Jaz was compliant, but she began to resent his lack of enthusiasm for the struggle. One evening she confronted him and forced him to admit that he didn’t see much change in Raj’s behavior. Are you blind,
she asked. Are you actually blind? He shrugged and held up his hands defensively. The pathetic little gesture made her so angry that she threw a lamp at him. It arced across the bedroom, smashing against the wall. His face took on a strange look, a mixture of fear and pity she’d never seen before.
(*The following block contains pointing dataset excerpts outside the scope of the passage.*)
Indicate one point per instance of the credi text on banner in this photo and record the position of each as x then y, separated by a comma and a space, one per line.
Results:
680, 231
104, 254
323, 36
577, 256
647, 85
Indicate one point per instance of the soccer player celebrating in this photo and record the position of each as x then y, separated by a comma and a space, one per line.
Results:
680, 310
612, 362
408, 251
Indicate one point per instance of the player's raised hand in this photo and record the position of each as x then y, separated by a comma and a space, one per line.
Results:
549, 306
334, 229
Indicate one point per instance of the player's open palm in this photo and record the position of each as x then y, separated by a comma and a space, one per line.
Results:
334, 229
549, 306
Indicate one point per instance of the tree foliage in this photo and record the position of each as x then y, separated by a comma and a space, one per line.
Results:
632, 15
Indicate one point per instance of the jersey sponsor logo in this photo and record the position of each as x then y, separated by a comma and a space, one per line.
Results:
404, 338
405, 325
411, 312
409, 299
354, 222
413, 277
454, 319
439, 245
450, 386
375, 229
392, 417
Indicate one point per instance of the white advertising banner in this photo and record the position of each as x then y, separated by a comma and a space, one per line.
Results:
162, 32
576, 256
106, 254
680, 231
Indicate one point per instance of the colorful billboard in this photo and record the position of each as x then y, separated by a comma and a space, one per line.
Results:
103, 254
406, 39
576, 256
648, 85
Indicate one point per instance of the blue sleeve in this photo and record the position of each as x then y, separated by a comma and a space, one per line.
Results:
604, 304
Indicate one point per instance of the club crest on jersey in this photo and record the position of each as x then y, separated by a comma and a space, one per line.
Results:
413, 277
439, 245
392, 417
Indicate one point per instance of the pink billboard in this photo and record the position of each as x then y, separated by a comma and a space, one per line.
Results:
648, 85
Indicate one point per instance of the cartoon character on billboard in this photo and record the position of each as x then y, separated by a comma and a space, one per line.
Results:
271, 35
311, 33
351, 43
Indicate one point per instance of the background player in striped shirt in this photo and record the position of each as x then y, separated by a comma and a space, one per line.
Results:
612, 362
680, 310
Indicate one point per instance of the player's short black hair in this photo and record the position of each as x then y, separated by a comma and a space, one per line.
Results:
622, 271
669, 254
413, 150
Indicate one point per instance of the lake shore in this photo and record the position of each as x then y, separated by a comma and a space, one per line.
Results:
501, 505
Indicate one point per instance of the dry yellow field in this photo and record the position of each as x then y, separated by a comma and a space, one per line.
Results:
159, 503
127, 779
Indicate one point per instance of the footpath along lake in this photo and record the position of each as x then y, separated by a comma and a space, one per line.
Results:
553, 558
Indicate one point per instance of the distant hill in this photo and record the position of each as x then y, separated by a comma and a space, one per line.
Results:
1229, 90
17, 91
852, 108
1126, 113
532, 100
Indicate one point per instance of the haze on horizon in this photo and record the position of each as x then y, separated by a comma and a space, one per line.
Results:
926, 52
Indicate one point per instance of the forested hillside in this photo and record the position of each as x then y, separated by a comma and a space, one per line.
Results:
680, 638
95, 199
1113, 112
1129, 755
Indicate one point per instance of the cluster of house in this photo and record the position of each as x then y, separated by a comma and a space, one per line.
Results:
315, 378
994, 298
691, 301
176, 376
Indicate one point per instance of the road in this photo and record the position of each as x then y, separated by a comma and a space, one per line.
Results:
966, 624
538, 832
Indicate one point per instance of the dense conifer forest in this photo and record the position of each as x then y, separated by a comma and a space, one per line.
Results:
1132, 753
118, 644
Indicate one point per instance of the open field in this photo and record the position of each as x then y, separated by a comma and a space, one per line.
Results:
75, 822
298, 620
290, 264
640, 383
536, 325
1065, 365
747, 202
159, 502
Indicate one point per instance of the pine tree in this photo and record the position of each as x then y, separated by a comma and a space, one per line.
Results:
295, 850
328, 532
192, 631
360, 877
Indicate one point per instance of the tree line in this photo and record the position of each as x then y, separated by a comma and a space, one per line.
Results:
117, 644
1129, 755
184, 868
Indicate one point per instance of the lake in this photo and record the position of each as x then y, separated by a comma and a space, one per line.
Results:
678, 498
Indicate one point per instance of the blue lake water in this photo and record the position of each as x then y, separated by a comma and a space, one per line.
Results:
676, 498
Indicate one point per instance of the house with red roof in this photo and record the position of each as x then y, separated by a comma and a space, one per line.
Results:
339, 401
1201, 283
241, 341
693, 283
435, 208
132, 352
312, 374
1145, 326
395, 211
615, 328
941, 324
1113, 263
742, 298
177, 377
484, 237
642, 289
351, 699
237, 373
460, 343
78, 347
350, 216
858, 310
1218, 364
In a gentle voice he told her he thought she was taking on too much. She needed a rest. That was when she attacked him properly, kicking his shins, beating her fists against his head and chest until he gripped her wrists and forced her down onto the bed. They were both in tears. She could hear herself yelling how dare you, how dare you.
How dare you tell me I’m taking on too much when you won’t even try?

It became a battle of hope against measurement. Jaz thought she was being irrational, and rationality was everything to him, his way of trying to limit the chaos that had overtaken their life. She got that. She wasn’t stupid. But really?
Measurable improvement. Objective criteria
. Such tone-deaf, boneheaded phrases. When he talked like that, she wanted to tear down his pomposity like old ivy off a wall. There was something so smug and unimaginative, so
stupid
, about his assurance that there was no alternative to the medical establishment’s current theories. After all, how many times had they been wrong? Once upon a time, people had swallowed radium as a cure-all and thought women’s wombs were damaged by train travel. Glumly, Jaz accepted all this was true, and even began to help when it was time to get Raj to take his meds, but it was not enough to win him more than a truce. She could tell he was getting involved not because he believed in the treatment, but because he wanted her to realize for herself it was wrong. Somehow this made things worse. It was as if he didn’t want Raj to get better. The drugs
were
having an effect. She was clear on that. Then, as a month became two, then three, she felt less sure. The early signs of progress hadn’t continued. Finally she admitted to herself that Raj was as withdrawn as ever. In some obscure way she blamed Jaz. He’d contaminated the treatment. If he’d believed,
really
believed, maybe it would have worked. She knew she sounded like Peter Pan, but she didn’t give a damn.